Worker¶
Overview¶
Workers provide two functions:
- Compute tasks as directed by the scheduler
- Store and serve computed results to other workers or clients
Each worker contains a ThreadPool that it uses to evaluate tasks as requested by the scheduler. It stores the results of these tasks locally and serves them to other workers or clients on demand. If the worker is asked to evaluate a task for which it does not have all of the necessary data then it will reach out to its peer workers to gather the necessary dependencies.
A typical conversation between a scheduler and two workers Alice and Bob may look like the following:
Scheduler -> Alice: Compute ``x <- add(1, 2)``!
Alice -> Scheduler: I've computed x and am holding on to it!
Scheduler -> Bob: Compute ``y <- add(x, 10)``!
You will need x. Alice has x.
Bob -> Alice: Please send me x.
Alice -> Bob: Sure. x is 3!
Bob -> Scheduler: I've computed y and am holding on to it!
Storing Data¶
Data is stored locally in a dictionary in the .data
attribute that
maps keys to the results of function calls.
>>> worker.data
{'x': 3,
'y': 13,
...
'(df, 0)': pd.DataFrame(...),
...
}
This .data
attribute is a MutableMapping
that is typically a
combination of in-memory and on-disk storage with an LRU policy to move data
between them.
Thread Pool¶
Each worker sends computations to a thread in a concurrent.futures.ThreadPoolExecutor for computation. These computations occur in the same process as the Worker communication server so that they can access and share data efficiently between each other. For the purposes of data locality all threads within a worker are considered the same worker.
If your computations are mostly numeric in nature (for example NumPy and Pandas
computations) and release the GIL entirely then it is advisable to run
dask-worker
processes with many threads and one process. This reduces
communication costs and generally simplifies deployment.

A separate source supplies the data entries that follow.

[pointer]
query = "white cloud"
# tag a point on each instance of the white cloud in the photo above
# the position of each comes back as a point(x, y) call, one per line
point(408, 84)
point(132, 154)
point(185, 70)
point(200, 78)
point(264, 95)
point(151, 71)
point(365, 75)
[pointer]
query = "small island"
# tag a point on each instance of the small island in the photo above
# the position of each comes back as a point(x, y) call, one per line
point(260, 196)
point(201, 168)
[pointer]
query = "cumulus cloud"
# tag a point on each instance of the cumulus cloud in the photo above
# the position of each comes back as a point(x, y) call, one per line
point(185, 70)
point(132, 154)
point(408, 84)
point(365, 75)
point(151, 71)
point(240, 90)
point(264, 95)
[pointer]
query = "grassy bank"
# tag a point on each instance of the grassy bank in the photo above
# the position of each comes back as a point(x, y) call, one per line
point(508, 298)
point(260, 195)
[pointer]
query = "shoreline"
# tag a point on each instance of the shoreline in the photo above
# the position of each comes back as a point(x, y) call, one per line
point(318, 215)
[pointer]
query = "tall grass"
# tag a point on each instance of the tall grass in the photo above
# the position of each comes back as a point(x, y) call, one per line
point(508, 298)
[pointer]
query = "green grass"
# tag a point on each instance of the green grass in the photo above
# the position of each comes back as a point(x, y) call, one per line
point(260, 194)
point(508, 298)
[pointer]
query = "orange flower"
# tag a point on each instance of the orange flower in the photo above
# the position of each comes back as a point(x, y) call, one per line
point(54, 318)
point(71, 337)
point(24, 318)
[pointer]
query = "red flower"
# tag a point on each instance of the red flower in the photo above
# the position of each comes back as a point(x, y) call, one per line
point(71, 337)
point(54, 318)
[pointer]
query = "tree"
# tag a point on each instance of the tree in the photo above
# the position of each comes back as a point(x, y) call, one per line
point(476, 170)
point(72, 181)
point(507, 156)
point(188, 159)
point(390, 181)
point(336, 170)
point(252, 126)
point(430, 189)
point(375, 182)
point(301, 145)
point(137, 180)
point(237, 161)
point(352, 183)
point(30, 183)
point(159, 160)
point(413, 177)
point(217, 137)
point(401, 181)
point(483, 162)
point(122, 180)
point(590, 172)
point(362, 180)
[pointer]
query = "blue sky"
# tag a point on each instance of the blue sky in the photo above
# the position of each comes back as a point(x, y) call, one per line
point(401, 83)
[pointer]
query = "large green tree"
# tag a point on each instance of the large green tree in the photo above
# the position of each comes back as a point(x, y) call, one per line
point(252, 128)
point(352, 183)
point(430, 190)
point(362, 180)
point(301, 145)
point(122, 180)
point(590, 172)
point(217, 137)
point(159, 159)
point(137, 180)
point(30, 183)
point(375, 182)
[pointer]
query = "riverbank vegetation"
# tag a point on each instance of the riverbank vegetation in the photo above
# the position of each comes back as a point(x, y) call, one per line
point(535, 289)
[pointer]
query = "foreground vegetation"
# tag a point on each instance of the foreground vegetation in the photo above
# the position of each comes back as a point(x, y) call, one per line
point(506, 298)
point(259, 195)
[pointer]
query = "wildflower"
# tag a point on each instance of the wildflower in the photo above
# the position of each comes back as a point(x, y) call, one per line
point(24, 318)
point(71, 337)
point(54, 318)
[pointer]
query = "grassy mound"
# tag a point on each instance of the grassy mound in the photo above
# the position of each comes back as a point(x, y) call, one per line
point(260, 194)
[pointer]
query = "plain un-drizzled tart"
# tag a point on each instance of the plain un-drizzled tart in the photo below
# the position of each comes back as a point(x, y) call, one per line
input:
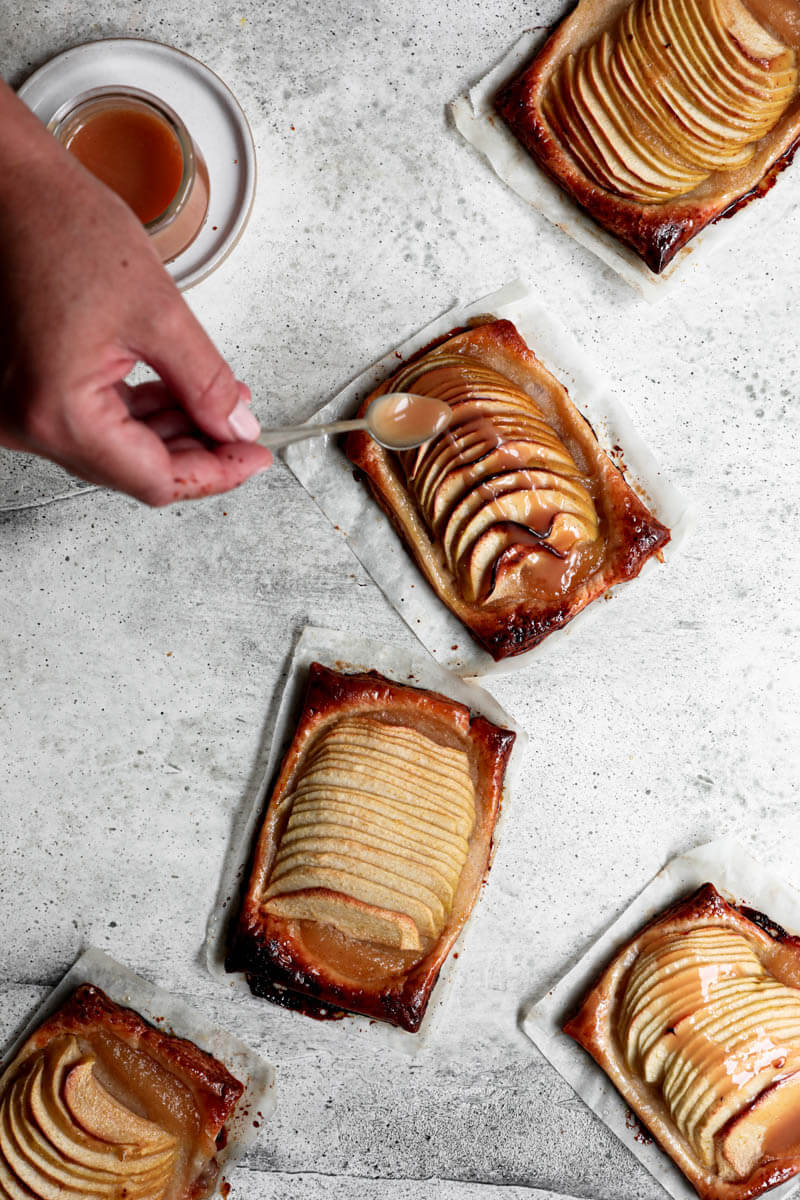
point(659, 117)
point(515, 514)
point(373, 849)
point(97, 1103)
point(697, 1024)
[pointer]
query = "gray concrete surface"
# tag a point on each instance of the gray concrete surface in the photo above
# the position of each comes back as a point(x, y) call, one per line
point(143, 652)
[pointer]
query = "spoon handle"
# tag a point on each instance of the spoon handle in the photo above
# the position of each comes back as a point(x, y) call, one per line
point(284, 437)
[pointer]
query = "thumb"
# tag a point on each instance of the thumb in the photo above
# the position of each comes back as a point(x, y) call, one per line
point(197, 376)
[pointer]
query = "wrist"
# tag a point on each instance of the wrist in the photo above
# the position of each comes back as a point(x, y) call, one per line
point(24, 141)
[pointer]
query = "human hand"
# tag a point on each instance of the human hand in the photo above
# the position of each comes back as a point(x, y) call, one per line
point(85, 299)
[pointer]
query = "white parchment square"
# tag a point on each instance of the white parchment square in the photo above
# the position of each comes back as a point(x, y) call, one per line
point(170, 1014)
point(479, 124)
point(343, 652)
point(734, 873)
point(326, 474)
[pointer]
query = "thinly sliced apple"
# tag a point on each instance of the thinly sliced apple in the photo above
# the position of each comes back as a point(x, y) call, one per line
point(453, 769)
point(329, 783)
point(360, 888)
point(361, 921)
point(609, 153)
point(400, 762)
point(372, 762)
point(477, 568)
point(747, 34)
point(102, 1116)
point(384, 813)
point(336, 773)
point(68, 1169)
point(767, 1128)
point(353, 849)
point(698, 105)
point(707, 64)
point(534, 509)
point(323, 823)
point(630, 124)
point(432, 749)
point(642, 167)
point(512, 455)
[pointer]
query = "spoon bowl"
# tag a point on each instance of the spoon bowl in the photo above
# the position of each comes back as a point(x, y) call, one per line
point(397, 420)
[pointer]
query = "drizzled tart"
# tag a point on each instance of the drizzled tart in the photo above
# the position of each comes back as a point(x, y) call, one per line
point(515, 514)
point(697, 1023)
point(372, 851)
point(659, 117)
point(100, 1104)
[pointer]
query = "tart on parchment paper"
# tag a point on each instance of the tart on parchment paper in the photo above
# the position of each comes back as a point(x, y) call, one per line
point(660, 117)
point(98, 1102)
point(373, 847)
point(515, 514)
point(696, 1021)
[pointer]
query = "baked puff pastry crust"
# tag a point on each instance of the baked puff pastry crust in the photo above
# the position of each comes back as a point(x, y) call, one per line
point(660, 117)
point(373, 849)
point(98, 1103)
point(515, 514)
point(697, 1023)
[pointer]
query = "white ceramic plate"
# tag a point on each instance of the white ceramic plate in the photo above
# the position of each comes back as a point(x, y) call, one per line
point(204, 103)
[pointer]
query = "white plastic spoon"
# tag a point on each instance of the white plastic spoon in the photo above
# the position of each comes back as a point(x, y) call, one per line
point(398, 420)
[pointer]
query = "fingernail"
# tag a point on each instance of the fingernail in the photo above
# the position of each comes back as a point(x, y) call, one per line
point(244, 424)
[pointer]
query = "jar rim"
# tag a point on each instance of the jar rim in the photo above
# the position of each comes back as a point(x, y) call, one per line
point(118, 95)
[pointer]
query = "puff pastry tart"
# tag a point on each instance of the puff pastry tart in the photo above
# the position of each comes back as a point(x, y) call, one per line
point(697, 1023)
point(515, 514)
point(373, 849)
point(660, 117)
point(100, 1104)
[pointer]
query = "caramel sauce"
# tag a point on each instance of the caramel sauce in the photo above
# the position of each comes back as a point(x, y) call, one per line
point(358, 963)
point(500, 471)
point(782, 1135)
point(151, 1091)
point(707, 1024)
point(407, 419)
point(781, 17)
point(134, 153)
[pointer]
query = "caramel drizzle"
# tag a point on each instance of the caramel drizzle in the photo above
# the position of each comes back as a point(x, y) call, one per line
point(498, 487)
point(654, 108)
point(702, 1020)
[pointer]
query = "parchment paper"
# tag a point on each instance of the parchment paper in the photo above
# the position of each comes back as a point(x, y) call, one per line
point(343, 652)
point(173, 1015)
point(479, 124)
point(741, 879)
point(326, 474)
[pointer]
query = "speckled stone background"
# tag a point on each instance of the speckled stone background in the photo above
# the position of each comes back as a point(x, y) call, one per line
point(143, 652)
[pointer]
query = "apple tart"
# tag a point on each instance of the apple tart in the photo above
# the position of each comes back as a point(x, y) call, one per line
point(660, 117)
point(98, 1103)
point(372, 851)
point(697, 1024)
point(515, 514)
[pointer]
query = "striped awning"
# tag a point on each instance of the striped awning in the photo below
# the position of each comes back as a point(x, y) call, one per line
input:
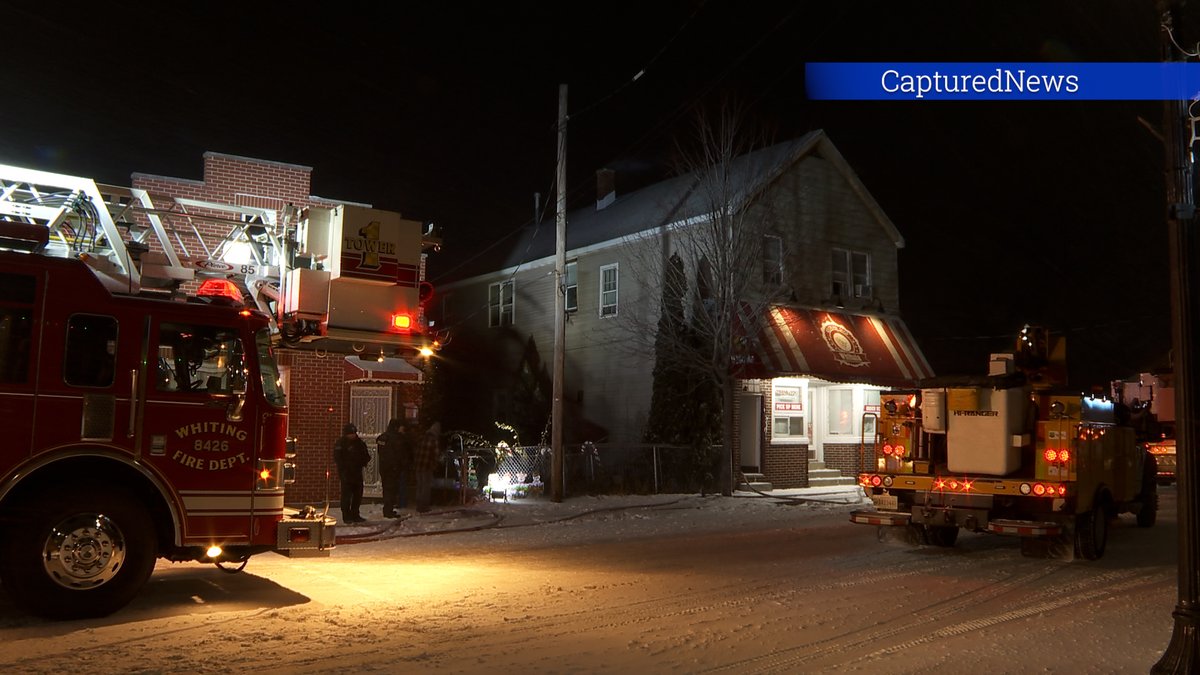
point(831, 345)
point(389, 370)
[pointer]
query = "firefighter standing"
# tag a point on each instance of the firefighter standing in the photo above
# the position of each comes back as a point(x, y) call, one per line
point(352, 457)
point(395, 458)
point(425, 458)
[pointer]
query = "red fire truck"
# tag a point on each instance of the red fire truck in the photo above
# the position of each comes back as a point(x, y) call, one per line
point(135, 426)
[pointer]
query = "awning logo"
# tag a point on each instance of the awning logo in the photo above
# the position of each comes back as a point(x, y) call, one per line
point(843, 344)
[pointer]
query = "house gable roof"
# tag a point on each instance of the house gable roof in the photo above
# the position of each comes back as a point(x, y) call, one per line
point(678, 199)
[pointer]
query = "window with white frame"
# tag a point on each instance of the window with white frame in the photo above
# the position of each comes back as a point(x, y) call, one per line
point(840, 413)
point(609, 290)
point(499, 304)
point(851, 274)
point(789, 418)
point(772, 260)
point(870, 413)
point(846, 411)
point(571, 285)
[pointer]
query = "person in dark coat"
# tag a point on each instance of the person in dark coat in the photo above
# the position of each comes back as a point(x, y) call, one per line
point(425, 459)
point(395, 458)
point(352, 457)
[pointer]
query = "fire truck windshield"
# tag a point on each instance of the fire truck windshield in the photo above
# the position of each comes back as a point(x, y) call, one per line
point(273, 384)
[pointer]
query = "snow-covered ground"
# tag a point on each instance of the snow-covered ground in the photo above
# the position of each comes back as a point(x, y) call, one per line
point(651, 584)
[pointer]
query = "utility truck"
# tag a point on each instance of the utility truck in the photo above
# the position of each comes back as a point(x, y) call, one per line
point(1011, 454)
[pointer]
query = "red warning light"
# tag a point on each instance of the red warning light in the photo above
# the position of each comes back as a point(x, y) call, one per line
point(220, 288)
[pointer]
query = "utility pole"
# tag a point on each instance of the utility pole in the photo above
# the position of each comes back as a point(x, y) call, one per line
point(556, 411)
point(1182, 653)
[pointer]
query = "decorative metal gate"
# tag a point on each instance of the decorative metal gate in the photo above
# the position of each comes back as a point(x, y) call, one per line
point(370, 411)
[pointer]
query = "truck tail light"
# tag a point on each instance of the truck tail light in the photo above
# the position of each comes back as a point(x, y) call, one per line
point(220, 288)
point(270, 475)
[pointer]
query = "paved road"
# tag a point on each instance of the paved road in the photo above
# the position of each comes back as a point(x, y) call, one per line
point(689, 586)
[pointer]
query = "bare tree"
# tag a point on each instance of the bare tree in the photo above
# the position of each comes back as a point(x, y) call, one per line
point(718, 244)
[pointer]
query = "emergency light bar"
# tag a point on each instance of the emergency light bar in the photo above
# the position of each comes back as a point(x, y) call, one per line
point(220, 288)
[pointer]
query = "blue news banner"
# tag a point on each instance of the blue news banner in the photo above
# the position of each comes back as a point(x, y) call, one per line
point(1002, 82)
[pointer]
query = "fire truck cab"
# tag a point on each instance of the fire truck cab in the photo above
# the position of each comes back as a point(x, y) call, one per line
point(136, 428)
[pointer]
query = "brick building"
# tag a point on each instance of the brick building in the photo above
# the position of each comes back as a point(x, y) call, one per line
point(325, 389)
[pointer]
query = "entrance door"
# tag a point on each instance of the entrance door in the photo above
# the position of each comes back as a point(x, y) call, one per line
point(370, 411)
point(750, 435)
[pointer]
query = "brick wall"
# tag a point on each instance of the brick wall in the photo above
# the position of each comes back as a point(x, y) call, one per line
point(785, 466)
point(844, 457)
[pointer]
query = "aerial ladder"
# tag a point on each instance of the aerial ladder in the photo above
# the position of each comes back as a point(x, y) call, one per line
point(288, 263)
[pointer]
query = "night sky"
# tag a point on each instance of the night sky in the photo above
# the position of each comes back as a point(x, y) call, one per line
point(1043, 213)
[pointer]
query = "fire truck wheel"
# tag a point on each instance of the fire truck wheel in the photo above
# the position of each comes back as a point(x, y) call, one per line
point(943, 535)
point(1092, 532)
point(79, 555)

If your computations are mostly Python code and don’t release the GIL then it
is advisable to run dask-worker
processes with many processes and one
thread per process:
$ dask-worker scheduler:8786 --nprocs 8 --nthreads 1
This will launch 8 worker processes each of which has its own ThreadPoolExecutor of size 1.
If your computations are external to Python and long-running and don’t release the GIL then beware that while the computation is running the worker process will not be able to communicate to other workers or to the scheduler. This situation should be avoided. If you don’t link in your own custom C/Fortran code then this topic probably doesn’t apply.
Command Line tool¶
Use the dask-worker
command line tool to start an individual worker. For
more details on the command line options, please have a look at the
command line tools documentation.
Internal Scheduling¶
Internally tasks that come to the scheduler proceed through the following
pipeline as distributed.worker.TaskState
objects. Tasks which
follow this path have a distributed.worker.TaskState.runspec
defined
which instructs the worker how to execute them.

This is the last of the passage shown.